When LeBron used to switch to snipers open to potential winners, he triggered DEFCON 1 protocols on sports programs across America, hosts begging him to score, to enforce his will, questioning his murderous instinct, his own masculinity – all because he didn’t saw things that no one else did.

Now, we see it in its own way. James is far from the only reason the game is spaced out, but good attacks now simplify decision making for the stars. The choices of Luka Doncic and James Harden with the ball in their hands are an evolution of LeBron’s style. The modern attack is built on its image of supercomputing.

My para-relationship with James became awkward when I started covering the NBA.

In 2018, when I was covering the Toronto Raptors playoff streak, Pacers-Cavaliers game 5 was in its final stretch after the Raptors defeated the Wizards. To sum up the story: James hit the winner and I screamed and shivered in my seat in the middle of a press conference. I tried not to look anyone in the eye for another five minutes.

So James came to Toronto. I will never forget the first time I asked him a question, or my boyfriend at the time shouting “no, no”, while James dribbled calmly across the court and hit a strange and floating shot at the end of the series on the wing’s OG Anunoby, destroying the Raptors completely and indifferently. The Raptors did not, as James once said, have an adverse situation. You could feel it in your stride.
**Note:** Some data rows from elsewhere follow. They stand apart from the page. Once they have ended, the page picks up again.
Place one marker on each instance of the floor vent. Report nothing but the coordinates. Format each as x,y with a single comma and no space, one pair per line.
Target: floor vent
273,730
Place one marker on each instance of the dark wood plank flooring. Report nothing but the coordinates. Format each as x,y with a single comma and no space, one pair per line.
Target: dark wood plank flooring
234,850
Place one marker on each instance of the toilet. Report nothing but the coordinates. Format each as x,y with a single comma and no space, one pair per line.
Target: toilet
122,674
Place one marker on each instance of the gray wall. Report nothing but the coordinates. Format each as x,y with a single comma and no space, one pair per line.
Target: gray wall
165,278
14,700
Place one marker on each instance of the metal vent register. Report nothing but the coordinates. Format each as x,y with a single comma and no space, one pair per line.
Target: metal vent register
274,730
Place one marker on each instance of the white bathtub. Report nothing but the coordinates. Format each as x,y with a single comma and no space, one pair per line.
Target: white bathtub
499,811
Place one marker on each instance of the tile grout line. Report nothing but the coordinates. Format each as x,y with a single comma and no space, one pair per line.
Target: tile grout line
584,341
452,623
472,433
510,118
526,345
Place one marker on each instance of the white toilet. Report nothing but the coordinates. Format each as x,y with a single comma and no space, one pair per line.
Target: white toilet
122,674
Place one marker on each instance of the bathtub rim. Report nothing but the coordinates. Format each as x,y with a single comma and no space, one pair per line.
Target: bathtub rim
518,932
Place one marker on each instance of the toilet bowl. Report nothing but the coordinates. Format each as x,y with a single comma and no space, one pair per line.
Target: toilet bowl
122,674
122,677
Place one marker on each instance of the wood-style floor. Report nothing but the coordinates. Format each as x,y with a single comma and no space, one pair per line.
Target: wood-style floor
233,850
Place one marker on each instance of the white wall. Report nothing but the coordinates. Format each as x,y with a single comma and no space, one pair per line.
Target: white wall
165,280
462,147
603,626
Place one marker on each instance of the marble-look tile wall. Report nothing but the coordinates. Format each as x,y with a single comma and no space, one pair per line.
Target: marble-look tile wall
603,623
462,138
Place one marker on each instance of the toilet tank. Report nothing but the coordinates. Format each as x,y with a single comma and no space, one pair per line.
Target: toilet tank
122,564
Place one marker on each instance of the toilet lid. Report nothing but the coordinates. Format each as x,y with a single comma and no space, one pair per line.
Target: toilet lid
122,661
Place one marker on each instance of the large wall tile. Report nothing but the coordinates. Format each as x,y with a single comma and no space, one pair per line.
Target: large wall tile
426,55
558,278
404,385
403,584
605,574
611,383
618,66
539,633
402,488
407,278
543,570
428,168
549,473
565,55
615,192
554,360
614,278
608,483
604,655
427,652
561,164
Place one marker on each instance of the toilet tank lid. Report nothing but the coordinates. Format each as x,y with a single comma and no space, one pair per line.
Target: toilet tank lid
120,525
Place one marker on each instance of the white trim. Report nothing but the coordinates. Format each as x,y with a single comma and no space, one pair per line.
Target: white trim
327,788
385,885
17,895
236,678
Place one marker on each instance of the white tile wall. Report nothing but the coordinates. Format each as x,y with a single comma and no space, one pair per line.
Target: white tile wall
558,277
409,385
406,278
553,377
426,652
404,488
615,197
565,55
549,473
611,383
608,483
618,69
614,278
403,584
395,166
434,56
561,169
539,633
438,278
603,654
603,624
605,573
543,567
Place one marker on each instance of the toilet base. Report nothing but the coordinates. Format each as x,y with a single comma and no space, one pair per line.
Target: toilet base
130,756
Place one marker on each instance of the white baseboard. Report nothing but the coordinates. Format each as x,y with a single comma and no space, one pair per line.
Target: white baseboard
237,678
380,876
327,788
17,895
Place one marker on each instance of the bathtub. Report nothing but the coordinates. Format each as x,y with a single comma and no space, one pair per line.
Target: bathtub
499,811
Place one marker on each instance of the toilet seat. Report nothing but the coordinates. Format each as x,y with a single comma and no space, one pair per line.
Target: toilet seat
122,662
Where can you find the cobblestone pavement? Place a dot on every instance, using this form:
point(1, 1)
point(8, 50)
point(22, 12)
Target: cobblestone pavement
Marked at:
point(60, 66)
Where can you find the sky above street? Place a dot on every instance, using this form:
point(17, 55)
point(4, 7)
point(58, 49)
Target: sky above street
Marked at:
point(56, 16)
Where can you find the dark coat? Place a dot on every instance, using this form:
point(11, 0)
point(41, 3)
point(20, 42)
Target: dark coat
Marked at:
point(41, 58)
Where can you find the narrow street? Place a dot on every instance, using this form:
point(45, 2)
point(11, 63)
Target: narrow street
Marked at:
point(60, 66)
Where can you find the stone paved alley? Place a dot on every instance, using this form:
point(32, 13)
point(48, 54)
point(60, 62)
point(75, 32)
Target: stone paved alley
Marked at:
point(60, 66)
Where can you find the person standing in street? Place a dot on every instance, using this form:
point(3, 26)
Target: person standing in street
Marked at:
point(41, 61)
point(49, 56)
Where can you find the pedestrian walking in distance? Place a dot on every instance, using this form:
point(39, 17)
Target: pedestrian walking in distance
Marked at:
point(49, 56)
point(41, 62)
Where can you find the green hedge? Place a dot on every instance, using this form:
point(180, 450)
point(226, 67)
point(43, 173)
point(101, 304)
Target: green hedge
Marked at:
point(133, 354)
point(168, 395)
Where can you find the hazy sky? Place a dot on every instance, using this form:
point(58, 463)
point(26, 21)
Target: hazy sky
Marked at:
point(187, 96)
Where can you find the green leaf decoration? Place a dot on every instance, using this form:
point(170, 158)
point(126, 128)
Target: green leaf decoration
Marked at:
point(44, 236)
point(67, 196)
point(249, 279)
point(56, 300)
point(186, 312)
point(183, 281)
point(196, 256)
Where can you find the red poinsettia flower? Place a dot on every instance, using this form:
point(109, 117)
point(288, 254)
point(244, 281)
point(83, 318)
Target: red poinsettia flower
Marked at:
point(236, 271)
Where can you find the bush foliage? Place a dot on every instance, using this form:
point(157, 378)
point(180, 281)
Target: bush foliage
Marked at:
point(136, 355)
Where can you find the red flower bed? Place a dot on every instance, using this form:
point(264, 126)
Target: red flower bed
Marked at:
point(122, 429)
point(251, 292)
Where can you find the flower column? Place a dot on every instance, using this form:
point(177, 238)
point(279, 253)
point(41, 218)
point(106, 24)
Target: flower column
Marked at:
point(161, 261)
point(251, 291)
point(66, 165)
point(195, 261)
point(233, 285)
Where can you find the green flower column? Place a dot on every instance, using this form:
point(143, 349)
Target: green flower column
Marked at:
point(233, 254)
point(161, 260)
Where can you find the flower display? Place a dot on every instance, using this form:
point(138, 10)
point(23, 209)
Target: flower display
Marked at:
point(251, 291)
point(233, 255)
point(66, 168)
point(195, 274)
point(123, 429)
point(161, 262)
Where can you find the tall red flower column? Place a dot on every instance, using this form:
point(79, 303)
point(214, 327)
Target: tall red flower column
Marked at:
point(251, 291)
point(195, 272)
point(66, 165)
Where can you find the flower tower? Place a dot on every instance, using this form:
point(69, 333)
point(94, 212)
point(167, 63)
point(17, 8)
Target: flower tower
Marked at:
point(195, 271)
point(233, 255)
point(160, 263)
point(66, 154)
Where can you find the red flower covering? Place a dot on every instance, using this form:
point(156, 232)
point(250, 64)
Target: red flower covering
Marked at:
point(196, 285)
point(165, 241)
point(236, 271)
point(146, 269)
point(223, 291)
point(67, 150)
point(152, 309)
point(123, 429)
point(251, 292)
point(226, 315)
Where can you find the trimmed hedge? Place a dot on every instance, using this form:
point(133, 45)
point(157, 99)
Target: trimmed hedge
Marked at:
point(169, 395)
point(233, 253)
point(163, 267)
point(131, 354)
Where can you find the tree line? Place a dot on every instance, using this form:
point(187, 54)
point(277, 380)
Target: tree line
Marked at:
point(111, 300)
Imagine a clamp opening and you will see how most people react to change: one side tries to adapt to everything new while, with equal strength, the other side clings to the familiar.

The older I get, the more I get attached to watching LeBron. I tried to suppress that impulse until one day I stopped trying. I came to believe that the mere attempt to be impartial when covering sports, at least in the way I cover them, is a scam: self-deception of the highest order, and that translates to reporters who are not honest with themselves and therefore not can be honest with readers. It does little more than twist the mind in us that prevent it from thinking straight. We pursue this line of work because we love sports, we crave sports, we want – we even need – to be close to them.

I imagine LeBron has inspired this tug of war in many young writers. It is a symptom of your longevity. All the other people I loved to watch before it was my job retired. I wonder if NFL writers feel this riddle with Tom Brady. LeBron has been the best player on the planet for so long that he still manages to connect me to my childhood, so I’ll continue doing this exercise of pretending I don’t cheer for him while I cheer for him perpetually, until the day he retires, which I hope it never arrives.